Berlin/München - Die führenden deutschen Aktiengesellschaften liegen bei der Berufung von Frauen und Ausländern in ihre Aufsichtsräte weit hinter dem europäischen Durchschnitt zurück.

In Deutschland liegt die Anzahl ausländischer Aufsichtsratsmitglieder bei 11 Prozent, die zweitgeringste Quote in Europa, wo der Durchschnitt bei 24 Prozent liegt. Das ergab eine Untersuchung von über 400 der größten Publikumsgesellschaften in 15 europäischen Ländern durch die Beratungsgesellschaft Heidrick and Struggles, die am Donnerstag in München veröffentlicht wurde. Für Deutschland flossen die Daten der 30 DAX-Unternehmen des Geschäftsjahres 2010 ein.

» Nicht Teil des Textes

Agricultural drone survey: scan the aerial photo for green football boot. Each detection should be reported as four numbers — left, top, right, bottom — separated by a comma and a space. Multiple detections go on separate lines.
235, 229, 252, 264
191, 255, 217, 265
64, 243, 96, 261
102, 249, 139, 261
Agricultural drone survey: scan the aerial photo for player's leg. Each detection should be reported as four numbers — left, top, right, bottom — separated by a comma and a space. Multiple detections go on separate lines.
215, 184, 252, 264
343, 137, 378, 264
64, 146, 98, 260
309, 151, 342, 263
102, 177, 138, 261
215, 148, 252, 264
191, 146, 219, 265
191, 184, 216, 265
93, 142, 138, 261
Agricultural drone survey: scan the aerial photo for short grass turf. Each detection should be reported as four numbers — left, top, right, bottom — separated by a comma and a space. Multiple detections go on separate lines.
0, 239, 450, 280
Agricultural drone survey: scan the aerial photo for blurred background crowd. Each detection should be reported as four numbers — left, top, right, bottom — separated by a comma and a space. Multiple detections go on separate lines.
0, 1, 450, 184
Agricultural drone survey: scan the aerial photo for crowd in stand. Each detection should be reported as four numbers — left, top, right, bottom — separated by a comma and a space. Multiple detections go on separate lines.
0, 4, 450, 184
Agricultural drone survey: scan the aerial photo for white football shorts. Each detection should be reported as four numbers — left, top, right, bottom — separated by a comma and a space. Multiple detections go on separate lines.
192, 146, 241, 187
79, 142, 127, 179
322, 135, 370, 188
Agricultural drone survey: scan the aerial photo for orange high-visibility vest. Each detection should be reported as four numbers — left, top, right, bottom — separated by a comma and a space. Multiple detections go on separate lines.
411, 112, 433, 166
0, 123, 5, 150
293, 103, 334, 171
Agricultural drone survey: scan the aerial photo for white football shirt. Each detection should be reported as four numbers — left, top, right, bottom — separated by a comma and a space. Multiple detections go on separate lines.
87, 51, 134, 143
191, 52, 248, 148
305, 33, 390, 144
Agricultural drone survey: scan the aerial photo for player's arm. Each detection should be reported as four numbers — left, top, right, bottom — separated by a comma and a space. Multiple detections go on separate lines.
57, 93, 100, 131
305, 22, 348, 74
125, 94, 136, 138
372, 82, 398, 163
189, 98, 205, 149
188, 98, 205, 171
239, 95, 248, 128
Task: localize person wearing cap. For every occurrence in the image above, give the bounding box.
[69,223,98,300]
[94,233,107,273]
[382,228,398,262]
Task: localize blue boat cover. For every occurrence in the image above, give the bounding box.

Beim Ausländeranteil im Kontrollrat erreichen Unternehmen aus der Schweiz, Niederlande oder Großbritannien Quoten von 40 und mehr Prozent. Die Situation in Deutschland hat sich jedoch gegenüber 2009 verbessert. Damals lag der Anteil an Ausländern bei acht Prozent.

Beim Frauenanteil im Aufsichtsrat liegt Deutschland im europäischen Mittel (13 Prozent) - allerdings wird dieser Wert laut Heidrick and Struggles nur erzielt, weil insbesondere die Arbeitnehmerseite in Deutschland Aufsichtsrätinnen entsendet. Der Frauenanteil der Kapitalseite liegt am unteren Ende (sechs Prozent).

Weniger als die Hälfte der deutschen Aufsichtsräte der Kapitalseite sind unabhängig. Als Vorbilder nennt die Studie britische, niederländische und Schweizer Kontrollgremien, bei denen der Anteil der unabhängigen Mitglieder über 60 Prozent liegt.